Du rouge sang de la Judith décapitant Holopherne du peintre Le Caravage au rosé écarlate du vigneron vendéen Christian Chabirand, il n’y a qu’un claquement de langue. Le tableau oublié sous la poussière, dans un grenier toulousain, réapparait en juin 2014. Il entame alors une tournée d’expertises et de présentations, le cabinet chargé de l’authentification ne ménageant pas sa peine pour communiquer sur ce chef d’œuvre. On espère alors pouvoir bientôt l’admirer dans un grand musée à l’issue de la vente aux enchères pour laquelle il est estimé à 100-150 millions d’euros.

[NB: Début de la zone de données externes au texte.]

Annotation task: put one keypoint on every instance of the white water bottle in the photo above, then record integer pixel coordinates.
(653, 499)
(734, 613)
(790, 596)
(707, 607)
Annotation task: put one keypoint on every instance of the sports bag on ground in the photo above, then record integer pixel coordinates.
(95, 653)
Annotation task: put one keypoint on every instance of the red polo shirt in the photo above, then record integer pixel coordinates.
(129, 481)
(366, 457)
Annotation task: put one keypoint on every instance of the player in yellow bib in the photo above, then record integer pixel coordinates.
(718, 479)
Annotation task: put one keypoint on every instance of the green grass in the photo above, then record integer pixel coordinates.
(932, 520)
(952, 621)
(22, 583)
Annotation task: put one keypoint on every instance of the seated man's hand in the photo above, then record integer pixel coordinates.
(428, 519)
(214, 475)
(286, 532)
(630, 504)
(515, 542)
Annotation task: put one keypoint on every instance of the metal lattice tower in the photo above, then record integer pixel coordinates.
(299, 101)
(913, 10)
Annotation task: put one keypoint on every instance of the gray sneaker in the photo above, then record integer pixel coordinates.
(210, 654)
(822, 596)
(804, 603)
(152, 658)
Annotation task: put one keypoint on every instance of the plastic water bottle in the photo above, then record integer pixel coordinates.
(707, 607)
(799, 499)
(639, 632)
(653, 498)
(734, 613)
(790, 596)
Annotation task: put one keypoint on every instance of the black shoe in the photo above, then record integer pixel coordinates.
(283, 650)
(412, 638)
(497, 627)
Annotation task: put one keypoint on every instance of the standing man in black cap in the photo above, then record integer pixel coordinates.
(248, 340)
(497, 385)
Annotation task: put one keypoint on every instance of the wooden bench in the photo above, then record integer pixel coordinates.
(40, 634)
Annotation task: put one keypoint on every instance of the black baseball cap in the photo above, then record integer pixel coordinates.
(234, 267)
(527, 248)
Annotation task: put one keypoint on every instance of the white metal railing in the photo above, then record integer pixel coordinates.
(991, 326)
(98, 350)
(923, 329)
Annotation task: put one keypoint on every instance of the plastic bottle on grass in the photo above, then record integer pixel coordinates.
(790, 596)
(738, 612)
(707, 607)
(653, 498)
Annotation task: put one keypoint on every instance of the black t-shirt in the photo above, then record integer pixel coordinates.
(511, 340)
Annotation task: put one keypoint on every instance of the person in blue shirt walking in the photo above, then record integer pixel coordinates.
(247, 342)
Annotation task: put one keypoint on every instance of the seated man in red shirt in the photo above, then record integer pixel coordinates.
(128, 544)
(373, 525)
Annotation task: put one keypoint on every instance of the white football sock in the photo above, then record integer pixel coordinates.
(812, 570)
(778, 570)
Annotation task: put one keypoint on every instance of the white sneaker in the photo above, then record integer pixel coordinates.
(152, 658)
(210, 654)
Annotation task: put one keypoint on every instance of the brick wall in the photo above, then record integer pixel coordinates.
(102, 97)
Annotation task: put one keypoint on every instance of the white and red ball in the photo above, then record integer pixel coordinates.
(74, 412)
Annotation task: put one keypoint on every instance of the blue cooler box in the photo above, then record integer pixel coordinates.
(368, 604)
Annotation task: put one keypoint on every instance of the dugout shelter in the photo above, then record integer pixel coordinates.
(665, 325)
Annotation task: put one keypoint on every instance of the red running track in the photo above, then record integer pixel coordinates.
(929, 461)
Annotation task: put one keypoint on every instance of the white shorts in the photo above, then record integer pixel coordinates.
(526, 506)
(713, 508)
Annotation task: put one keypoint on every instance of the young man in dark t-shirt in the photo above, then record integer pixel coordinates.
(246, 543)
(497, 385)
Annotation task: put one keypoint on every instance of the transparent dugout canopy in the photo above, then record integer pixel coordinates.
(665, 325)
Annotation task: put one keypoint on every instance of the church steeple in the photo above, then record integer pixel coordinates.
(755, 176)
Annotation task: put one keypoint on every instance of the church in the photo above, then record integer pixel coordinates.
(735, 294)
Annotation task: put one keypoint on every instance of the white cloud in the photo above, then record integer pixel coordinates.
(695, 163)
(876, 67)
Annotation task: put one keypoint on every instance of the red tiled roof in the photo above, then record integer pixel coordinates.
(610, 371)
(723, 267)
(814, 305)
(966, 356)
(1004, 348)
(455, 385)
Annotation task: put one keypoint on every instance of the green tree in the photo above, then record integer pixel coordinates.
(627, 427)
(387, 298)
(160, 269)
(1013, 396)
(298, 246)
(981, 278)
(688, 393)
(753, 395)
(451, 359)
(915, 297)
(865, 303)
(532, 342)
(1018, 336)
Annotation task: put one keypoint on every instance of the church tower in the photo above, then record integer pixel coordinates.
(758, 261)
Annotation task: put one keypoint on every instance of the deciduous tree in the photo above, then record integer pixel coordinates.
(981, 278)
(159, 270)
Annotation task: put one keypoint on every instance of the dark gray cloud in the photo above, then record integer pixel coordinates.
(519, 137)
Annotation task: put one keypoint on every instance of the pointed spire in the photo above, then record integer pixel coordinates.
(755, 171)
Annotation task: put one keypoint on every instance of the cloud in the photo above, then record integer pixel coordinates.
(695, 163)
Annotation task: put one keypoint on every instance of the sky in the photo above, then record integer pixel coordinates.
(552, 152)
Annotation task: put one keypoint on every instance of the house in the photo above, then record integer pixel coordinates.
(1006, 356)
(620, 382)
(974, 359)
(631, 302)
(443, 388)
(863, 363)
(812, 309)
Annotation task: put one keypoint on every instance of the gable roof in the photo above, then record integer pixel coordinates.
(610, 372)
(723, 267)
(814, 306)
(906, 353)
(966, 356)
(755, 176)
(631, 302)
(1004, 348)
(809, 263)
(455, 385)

Un jour d’avril 2016, un coup de téléphone de Paris s’enquiert auprès du domaine Prieuré La Chaume, au sud de la Vendée, de sa cuvée de rosé Le Caravage et commande derechef 48 bouteilles, à livrer sous 48 h. Le vigneron, Christian Chabirand, quelque peu surpris par ce soudain intérêt pour son rosé en IGP Val de Loire-Vendée (10,50€) expédie toutefois la marchandise dans les temps et n’entend plus parler de ses bouteilles lorsqu’un mois plus tard, en écoutant la matinale d’Europe 1, il tombe sur l’interview d’Eric Turquin, un expert en tableaux commentant à l’antenne l’histoire du tableau retrouvé de Caravage. Le nom lui dit quelque chose et après vérification immédiate dans son carnet de commandes, il en a la confirmation : c’est bien ce monsieur qui lui a commandé les bouteilles de rosé. Pour en avoir le cœur net, le vigneron rappelle le numéro associé à la commande et tombe en effet au cabinet d’expertise parisien. Son coup de fil tombe à pic, il n’y a plus de « ce fameux Caravage qui a été si apprécié » (le vin bien sûr, pas le tableau) car les bouteilles ont accompagnées chaque présentation du chef d’œuvre aux media et aux personnalités. Une nouvelle commande est donc passée sur le champ. Peut-être qu’un de ces flacons accompagnera le tableau pour traverser les frontières puisqu’il vient d’être cédé de gré à gré à un acheteur étranger avant la vente qui devait avoir lieu à Toulouse vendredi prochain.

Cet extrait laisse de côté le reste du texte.